I CATEGORICALLY REFUSE to divulge that sort of information about *my* business to the gubmint or anybody else for these stupid "reports"... it's tantamount to "insider trading" because the buyers and speculators simply use that data to manipulate the market and steal our crops and livestock from us at the cheapest price possible...

Even the so-called "mandatory" things like the census of ag... I'll fill it out and reply, BUT I only "guesstimate" the figures... an accuracy of within an order of magnitude is close enough for gubmint work... (1/10 to 10X the actual figure).

Later! OL J R : )


----------



## PaMike (Dec 7, 2013)

Its somewhat different in growing a commodity and receiving some government money vs coming up with a completely new product line, on your own dime, with no assistance from the government...

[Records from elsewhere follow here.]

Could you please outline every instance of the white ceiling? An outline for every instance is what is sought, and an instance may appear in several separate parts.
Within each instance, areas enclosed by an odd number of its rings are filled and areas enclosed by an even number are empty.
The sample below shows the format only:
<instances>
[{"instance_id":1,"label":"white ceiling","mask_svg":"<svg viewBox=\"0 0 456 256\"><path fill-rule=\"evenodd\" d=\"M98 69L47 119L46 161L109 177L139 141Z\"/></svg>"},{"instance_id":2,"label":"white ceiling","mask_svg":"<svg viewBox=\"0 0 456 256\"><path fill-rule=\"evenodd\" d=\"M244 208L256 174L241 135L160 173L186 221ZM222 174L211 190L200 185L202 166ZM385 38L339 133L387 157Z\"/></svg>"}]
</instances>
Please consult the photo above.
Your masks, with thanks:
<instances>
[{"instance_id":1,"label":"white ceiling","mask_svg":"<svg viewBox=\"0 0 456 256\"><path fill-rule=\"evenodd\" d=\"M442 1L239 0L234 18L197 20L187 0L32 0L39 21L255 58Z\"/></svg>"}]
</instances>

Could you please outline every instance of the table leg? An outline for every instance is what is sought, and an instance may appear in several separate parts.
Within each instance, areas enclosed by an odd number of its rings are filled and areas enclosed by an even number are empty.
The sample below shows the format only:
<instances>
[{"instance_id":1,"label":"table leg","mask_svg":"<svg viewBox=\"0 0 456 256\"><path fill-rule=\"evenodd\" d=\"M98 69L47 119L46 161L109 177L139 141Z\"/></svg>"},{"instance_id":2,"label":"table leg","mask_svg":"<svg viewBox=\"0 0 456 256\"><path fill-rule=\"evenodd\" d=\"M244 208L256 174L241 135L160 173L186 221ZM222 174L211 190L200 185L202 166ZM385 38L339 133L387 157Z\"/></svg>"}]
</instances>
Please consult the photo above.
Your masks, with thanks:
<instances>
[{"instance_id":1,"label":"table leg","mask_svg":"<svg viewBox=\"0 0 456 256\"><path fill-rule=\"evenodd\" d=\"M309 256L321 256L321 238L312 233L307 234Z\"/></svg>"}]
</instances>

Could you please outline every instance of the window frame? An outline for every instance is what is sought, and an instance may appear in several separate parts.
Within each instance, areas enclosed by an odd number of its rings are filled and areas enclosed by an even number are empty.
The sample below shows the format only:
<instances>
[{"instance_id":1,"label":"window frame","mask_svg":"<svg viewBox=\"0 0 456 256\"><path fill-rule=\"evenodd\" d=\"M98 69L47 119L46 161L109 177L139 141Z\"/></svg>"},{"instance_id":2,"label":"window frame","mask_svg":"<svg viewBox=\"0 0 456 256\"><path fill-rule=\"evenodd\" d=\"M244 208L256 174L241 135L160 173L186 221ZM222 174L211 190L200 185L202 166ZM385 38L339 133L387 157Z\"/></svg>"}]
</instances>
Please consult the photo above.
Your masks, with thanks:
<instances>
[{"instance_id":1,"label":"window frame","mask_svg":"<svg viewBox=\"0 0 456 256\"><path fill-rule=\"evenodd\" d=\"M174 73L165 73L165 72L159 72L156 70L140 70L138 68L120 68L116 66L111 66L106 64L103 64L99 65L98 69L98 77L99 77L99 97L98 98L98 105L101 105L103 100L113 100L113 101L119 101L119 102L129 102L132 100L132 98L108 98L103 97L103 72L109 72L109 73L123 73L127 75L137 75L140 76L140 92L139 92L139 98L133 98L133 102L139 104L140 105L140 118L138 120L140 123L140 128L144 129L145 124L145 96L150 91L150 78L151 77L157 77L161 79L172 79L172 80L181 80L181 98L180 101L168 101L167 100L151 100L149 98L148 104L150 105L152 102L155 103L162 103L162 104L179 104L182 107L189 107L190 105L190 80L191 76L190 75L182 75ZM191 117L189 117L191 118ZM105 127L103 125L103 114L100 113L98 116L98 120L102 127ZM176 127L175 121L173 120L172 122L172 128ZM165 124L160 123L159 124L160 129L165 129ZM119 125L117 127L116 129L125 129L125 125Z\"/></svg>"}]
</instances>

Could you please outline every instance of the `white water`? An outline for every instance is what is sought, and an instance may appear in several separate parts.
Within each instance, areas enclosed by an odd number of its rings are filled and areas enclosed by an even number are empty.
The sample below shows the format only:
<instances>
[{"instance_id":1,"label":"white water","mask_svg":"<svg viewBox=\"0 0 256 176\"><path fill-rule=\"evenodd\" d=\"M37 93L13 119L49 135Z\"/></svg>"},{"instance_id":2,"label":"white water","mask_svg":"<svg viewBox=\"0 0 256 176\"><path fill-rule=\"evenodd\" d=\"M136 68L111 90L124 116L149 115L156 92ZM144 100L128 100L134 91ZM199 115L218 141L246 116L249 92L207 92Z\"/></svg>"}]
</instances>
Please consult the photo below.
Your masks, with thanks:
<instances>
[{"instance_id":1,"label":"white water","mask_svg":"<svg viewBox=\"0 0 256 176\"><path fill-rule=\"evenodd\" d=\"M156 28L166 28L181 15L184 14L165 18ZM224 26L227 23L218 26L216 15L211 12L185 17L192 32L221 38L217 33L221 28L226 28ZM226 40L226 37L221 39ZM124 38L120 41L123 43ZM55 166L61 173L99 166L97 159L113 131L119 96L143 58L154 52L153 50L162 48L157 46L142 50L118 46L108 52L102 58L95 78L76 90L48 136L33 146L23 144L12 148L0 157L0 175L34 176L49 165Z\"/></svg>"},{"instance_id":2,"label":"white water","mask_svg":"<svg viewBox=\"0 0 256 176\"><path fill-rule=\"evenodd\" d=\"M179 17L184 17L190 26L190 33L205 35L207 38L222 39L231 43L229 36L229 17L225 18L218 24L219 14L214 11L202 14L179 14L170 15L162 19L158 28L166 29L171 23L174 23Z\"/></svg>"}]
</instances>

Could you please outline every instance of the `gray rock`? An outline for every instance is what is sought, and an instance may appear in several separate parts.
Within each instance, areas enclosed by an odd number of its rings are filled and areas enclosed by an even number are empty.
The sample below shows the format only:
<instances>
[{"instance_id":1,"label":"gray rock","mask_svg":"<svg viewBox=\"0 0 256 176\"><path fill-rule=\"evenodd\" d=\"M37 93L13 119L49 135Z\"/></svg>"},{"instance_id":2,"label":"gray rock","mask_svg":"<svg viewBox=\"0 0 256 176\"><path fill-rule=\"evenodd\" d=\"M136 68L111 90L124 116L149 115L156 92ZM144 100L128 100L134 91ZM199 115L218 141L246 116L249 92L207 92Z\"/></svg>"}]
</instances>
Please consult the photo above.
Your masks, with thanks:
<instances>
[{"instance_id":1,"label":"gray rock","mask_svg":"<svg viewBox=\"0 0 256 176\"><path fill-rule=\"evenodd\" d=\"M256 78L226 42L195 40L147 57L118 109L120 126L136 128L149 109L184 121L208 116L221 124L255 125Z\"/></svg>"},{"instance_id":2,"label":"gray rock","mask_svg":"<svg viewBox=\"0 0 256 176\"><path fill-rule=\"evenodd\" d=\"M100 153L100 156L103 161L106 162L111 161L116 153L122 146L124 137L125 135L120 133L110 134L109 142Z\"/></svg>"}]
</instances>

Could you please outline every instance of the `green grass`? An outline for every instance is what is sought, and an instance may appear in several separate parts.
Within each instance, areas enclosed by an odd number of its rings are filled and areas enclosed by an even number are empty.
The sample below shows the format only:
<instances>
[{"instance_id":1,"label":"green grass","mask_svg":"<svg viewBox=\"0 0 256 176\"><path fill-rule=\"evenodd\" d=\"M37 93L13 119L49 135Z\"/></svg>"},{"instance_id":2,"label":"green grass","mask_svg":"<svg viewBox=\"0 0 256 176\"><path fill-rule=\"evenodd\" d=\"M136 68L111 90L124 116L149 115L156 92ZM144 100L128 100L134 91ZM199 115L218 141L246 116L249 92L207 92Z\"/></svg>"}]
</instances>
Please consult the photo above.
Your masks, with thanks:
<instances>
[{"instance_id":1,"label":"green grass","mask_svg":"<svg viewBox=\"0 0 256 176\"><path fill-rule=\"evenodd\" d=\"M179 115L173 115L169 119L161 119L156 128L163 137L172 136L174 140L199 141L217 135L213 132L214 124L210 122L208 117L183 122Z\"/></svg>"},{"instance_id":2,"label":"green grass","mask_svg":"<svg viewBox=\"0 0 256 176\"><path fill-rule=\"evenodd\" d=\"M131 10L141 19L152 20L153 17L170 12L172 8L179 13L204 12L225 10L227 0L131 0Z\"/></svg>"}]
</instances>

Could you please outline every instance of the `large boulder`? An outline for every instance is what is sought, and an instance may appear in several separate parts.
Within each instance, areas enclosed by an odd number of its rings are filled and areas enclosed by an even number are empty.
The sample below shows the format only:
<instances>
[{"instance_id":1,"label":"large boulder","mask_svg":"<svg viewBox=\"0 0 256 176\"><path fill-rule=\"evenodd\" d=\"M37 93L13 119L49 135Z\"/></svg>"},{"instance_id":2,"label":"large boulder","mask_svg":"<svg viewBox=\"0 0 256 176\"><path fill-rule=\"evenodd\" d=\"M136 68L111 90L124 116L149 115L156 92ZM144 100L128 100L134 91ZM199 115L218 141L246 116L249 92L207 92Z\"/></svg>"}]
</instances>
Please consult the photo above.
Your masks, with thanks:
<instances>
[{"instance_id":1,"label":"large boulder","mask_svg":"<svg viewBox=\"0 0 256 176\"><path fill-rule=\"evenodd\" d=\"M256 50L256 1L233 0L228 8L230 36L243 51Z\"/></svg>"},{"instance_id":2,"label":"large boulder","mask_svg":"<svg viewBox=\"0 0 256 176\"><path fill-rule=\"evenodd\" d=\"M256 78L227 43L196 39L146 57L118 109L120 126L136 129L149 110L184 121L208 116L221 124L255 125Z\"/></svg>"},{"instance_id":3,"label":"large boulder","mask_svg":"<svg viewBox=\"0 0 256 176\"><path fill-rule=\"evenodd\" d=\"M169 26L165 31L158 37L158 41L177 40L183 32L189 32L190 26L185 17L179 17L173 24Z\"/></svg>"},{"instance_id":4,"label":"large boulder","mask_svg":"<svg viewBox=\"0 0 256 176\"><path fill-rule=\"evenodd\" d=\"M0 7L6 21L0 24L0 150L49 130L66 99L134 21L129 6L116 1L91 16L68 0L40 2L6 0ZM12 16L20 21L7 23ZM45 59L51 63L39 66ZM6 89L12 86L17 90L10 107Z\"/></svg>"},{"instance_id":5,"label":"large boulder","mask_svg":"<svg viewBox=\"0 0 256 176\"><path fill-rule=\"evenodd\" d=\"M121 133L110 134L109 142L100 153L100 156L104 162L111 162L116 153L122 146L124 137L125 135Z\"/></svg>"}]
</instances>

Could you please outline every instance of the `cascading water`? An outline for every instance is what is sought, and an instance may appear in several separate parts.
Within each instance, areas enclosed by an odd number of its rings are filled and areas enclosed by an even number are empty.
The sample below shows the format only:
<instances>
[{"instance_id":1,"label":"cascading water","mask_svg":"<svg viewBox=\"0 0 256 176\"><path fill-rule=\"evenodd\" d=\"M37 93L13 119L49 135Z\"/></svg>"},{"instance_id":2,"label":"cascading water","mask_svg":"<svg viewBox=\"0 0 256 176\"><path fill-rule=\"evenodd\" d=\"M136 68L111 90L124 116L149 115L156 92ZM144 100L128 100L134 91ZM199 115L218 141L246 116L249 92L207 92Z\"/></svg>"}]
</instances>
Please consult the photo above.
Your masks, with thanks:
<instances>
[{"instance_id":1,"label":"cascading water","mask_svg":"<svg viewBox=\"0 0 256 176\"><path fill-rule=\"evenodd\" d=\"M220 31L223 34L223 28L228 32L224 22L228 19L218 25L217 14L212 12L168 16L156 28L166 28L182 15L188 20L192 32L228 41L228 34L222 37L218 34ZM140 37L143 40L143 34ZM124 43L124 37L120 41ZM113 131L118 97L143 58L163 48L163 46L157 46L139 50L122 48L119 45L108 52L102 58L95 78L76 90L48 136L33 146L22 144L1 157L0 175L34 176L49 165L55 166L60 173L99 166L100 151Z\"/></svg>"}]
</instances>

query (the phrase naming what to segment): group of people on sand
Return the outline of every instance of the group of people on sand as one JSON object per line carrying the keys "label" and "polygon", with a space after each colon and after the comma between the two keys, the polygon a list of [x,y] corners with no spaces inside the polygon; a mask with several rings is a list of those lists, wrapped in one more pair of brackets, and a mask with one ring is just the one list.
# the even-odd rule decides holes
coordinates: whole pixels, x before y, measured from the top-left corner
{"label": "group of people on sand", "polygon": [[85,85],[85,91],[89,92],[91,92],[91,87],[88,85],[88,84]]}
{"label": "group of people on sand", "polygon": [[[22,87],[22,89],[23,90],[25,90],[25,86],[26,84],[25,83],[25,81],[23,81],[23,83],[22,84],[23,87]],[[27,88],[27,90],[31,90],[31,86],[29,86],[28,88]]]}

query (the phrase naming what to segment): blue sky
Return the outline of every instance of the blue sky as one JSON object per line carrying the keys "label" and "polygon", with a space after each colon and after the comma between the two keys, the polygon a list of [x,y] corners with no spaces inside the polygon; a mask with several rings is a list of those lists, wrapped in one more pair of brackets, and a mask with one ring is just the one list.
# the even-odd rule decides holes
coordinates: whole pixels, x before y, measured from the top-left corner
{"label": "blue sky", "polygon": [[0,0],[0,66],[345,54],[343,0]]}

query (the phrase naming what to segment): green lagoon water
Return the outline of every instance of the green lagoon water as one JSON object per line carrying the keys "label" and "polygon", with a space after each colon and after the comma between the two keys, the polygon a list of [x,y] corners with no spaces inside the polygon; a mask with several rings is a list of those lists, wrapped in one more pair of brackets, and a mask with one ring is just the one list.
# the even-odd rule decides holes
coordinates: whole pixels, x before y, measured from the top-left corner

Either way, I wouldn't fault anyone who doesn't want to provide info to the government...


----------



## Teslan (Aug 20, 2011)

PaMike said:


> Its somewhat different in growing a commodity and receiving some government money vs coming up with a completely new product line, on your own dime, with no assistance from the government...
> 
> Either way, I wouldn't fault anyone who doesn't want to provide info to the government...


The government asks those pesky questions of me every year and I don't get one cent from them. Heck I can't even answer some of their questions if I wanted too. Like I have no idea when a couple grass fields were planted. They were planted before I was born.


----------



## BWfarms (Aug 3, 2015)

This is why I won't support JD, greedy corporation. Stick it to em Kinze!


----------



## Vol (Jul 5, 2009)

I really like John Deere tractors....and probably always will. But I am not a fan of their corporate scheming. I know they have squashed many small timers in court. I can still drive the tractors and use a few of their implements and not be a fan of theirs. I don't have any problem making the separation....although some folks just cannot do that...I am fine with it. To each his own.

Regards, Mike


----------



## PaMike (Dec 7, 2013)

John Deere is a marketing company in the ag industry...


----------



## Vol (Jul 5, 2009)

PaMike said:


> John Deere is a marketing company in the ag industry...


And they do a tremendous job in both marketing and ag. We may not like how they operate, but their stockholders sure do.

Regards, Mike


----------



## bbos2 (Mar 20, 2015)

What jd is trying to do is ridiculous. If tables were turned they would never turn over information. For them to expect a competitor to do the same is crazy.

I do hope Deere can buy precision tho. Precision is a very good product. I wish they would have stayed independent, instead of selling out to Monsanto in the first place. We had a great local dealer. Theyd be there when ya called and they were farmers. If they were away from the shop and I needed parts they were the kind of guys that told me where the hide a key was and Just leave a note with ant parts you took. Really great guys. Monsanto came along and shut them down in a week. My closest dealer is 2 hours away now. If Deere buys Monsanto the local dealers want to work together because they have the knowalage. With all this equipment, and my 2 hour drive turns into 10 minutes

It's a big problem across all of ag. They're all consolidating to shove out the small guy.

And no I'm not prejudice against any color. I have 4 different colors in barn and several brands, maybe 5 by spring


----------